Un silencio recorre este espacio insano. Por un minuto, reflexiono sobre perder los estribos del sonido, y entenderlos como una única melodía natural. Las teclas pulsadas, que narran una historia devota y oculta, ocultan una devoción canina que el tiempo no pudo sosegar. El mañana está cerca, por que el hoy ya está perdido en esa maraña de inseguridades que boicotean a diario esas verdades absolutas y trascendentales, si es que existen acaso.

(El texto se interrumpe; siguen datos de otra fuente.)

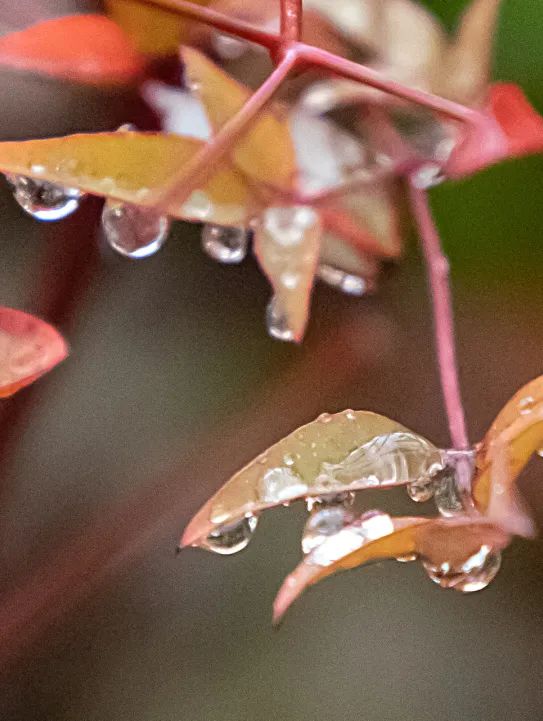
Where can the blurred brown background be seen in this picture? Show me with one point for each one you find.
(172, 384)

Un caracter de escape pulsado me indica que la melodía no tiene una cadencia como solía tenerla antes. Perdió su magia. O tal vez al fin se dio cuenta que su suerte no es la de otros, y que de si de verdad quiere algo, tiene que hacer algo... Y no está haciendo nada. Siempre hablando de una melodía, nunca de algo tangible. Algo "real". Algo que solucionaría parte de sus problemas (para abrir nuevos, seguro).

La peor versión de si mismo contra una caricatura que parodia casi todo el sistema de creencias que tenía forjado.


... Puse una mano arriba de la otra e hice que mis pulgares se unan por la puntas. Cerré los ojos, e inventé un mantra ancestral que guardé para mi. El silencio acompañó, pero al mismo tiempo dejó de lado todo el resto. No se sintió tan bien como creía.